Austin Hill

Unemployment is rising.

Troops are deployed on two battle fields at once.

The nation's landmark "healthcare reform" law is so fabulous that American corporations are lining-up for the privilege of "opting out" of compliance with it. And there is international chatter of abandoning the dollar as a global currency.

So, if you're the President of the United States and you're presiding over all of this at once, what do you do?

If you're President Barack Obama, you rush out to speak to audiences of college students. And then you lecture the students about slavery, and the women's suffrage movement.The college crowd remains fairly "warm" to President Obama these days, even when other audiences are not. And while many Democrat political candidates are publicly shunning President Obama for fear that he's politically toxic, Governor Martin O'Malley welcomed the President into the state of Maryland last Thursday, only to have the President heckled by a student shouting "you're a liar." 

Thus it has been noteworthy to watch Barack Obama try to "fire up" a demographic that was significant to his election victory in 2008 - the "under thirty crowd" as the Obama gang calls it - and get them motivated to go out and vote again this November.
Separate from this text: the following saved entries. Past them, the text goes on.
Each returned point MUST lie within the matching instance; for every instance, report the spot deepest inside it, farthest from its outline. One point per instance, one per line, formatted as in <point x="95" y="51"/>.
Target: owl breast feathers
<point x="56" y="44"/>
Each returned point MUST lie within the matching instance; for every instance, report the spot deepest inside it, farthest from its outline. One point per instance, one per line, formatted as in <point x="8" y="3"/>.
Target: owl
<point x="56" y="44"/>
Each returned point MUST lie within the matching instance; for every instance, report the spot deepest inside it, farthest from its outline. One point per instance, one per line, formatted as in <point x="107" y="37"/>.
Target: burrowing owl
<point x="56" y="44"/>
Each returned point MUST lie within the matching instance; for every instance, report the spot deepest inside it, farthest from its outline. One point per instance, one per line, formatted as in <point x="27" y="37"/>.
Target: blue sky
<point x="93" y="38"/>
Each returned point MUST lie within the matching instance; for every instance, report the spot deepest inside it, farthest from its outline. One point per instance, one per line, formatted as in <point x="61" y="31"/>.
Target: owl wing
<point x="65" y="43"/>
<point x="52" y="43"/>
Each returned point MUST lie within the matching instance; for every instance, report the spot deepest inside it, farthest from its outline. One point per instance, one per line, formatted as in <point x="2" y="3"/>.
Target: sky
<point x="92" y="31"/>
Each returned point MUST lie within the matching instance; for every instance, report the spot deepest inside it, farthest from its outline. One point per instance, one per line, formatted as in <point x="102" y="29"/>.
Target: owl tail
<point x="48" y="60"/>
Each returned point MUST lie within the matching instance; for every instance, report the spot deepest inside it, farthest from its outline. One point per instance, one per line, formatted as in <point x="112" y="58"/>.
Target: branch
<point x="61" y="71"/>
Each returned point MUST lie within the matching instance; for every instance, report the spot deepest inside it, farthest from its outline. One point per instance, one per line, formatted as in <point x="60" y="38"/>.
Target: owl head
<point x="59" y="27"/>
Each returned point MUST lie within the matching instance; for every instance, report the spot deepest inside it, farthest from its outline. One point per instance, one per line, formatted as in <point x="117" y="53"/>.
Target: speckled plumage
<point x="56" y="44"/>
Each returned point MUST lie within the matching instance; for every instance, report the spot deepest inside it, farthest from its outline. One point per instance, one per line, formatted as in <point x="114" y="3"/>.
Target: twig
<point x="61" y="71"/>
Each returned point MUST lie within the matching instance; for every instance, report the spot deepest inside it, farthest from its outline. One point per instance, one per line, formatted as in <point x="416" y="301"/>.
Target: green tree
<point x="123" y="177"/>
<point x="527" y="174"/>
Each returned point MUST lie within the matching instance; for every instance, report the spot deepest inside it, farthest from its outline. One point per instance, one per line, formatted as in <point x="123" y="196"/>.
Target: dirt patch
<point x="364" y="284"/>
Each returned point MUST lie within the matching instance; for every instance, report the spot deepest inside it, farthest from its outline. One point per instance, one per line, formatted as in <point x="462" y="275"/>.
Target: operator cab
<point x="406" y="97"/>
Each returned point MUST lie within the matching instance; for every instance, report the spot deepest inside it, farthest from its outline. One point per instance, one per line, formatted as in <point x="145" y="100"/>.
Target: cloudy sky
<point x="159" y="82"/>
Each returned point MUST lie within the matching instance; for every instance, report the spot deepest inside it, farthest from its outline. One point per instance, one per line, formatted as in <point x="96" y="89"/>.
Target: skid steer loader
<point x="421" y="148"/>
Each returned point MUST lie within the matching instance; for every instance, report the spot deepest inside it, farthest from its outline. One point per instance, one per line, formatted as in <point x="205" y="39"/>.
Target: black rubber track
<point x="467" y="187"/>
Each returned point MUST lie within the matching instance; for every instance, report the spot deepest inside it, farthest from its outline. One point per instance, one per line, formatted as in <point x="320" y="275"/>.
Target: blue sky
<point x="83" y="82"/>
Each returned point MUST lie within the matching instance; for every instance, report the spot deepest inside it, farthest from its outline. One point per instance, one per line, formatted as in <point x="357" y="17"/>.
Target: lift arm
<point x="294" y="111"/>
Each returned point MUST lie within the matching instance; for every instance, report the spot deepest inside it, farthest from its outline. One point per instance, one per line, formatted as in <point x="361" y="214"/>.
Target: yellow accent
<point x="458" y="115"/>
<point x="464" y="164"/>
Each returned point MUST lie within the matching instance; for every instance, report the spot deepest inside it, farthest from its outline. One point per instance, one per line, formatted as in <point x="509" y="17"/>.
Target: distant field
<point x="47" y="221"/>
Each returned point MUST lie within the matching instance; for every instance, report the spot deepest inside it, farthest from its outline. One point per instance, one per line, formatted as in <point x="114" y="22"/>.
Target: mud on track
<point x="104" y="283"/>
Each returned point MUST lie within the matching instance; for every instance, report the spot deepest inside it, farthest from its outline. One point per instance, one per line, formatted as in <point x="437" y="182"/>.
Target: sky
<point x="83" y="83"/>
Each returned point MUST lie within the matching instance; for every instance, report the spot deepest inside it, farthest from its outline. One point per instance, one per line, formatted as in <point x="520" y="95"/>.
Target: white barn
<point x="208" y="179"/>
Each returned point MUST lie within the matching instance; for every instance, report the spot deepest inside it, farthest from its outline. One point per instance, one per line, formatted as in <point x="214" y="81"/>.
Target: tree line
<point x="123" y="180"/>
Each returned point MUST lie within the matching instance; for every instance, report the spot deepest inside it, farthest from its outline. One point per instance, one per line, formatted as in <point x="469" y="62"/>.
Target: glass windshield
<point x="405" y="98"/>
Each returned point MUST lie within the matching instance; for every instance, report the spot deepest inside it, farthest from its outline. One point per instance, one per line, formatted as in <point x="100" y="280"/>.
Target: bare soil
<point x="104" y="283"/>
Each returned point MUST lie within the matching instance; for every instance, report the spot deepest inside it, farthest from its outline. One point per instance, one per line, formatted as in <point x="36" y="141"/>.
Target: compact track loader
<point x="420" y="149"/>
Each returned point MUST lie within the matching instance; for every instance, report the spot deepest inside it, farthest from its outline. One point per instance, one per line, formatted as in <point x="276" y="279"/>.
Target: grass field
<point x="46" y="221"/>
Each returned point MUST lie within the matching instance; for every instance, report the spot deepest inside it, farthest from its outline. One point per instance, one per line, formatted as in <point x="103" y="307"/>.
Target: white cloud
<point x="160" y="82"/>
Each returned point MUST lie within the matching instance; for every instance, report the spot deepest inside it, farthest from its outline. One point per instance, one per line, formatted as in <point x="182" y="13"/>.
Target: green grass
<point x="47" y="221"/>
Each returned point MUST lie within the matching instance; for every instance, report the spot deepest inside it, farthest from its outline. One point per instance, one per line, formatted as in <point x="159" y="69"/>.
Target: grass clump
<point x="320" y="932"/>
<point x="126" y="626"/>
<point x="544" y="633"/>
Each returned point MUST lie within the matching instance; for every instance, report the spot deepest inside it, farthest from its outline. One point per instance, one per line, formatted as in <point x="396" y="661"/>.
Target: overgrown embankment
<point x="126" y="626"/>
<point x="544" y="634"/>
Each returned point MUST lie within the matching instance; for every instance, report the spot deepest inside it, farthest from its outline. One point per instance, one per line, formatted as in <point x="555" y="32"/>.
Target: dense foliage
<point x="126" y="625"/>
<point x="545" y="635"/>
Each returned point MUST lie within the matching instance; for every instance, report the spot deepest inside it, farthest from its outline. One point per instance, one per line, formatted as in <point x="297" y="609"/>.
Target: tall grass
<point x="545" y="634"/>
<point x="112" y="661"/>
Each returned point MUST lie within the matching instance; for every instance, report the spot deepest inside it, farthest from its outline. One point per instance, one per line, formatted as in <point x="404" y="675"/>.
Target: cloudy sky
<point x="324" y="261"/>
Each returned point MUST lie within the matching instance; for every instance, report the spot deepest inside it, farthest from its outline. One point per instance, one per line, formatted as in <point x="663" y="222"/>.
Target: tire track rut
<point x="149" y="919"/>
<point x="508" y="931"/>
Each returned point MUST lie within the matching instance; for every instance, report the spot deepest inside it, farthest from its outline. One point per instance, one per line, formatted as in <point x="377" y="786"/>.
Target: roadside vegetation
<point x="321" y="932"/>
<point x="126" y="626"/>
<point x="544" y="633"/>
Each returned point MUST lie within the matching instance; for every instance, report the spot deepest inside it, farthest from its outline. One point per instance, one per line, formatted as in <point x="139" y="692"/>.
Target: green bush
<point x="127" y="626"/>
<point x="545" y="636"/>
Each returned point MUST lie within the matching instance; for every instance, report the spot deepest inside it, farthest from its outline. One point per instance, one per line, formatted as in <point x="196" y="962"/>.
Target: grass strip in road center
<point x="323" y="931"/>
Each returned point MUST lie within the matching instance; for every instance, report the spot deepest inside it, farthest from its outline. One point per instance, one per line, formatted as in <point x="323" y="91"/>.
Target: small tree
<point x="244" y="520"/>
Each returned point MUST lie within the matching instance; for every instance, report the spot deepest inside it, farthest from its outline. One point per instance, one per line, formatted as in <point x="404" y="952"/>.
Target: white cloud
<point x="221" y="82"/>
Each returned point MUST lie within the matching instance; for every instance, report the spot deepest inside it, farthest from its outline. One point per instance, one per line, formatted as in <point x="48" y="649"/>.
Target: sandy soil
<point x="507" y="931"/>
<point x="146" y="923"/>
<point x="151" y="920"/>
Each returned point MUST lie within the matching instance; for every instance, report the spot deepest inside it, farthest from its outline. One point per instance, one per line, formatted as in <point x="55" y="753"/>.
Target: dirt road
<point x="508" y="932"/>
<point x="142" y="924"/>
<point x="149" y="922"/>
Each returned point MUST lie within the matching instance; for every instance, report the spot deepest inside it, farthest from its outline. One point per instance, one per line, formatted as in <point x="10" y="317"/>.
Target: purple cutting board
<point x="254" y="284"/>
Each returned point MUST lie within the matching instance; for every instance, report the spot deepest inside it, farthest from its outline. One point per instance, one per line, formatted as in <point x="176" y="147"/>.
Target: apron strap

The response he's received at college campuses has been welcoming, although not as enthusiastic as two years ago. But the introduction of the "slavery" and "women's suffrage" themes have been intriguing, to say the least, and they warrant some careful analysis by those of us who live "off campus."

In one such speech, delivered at the University of Wisconsin in Madison, the President used the historic references as a prelude to a powerful "applause line." As he reverted to his "casual" speaking style, droppin' the "ing" sounds from the ends of words and such, he delivered the analogy this way:

"In every instance, progress took time. in every instance, progress took sacrifice. progress took faith.ya know.the slaves sittin' around the fire..singin' freedom songs.they weren't sure when slavery would end but they understood it was gonna..when women were out there marchin' for the right to vote.they weren't sure when it was gonna happen but they kept on goin'..when workers were organizing for the right to organize, and were bein' intimidated, they weren't sure when change was gonna come, but they knew it was gonna come, and I am tellin' you Wisconsin. we are bringin' about change, and progress is gonna come.but you gotta stick with me, ya can't lose heart."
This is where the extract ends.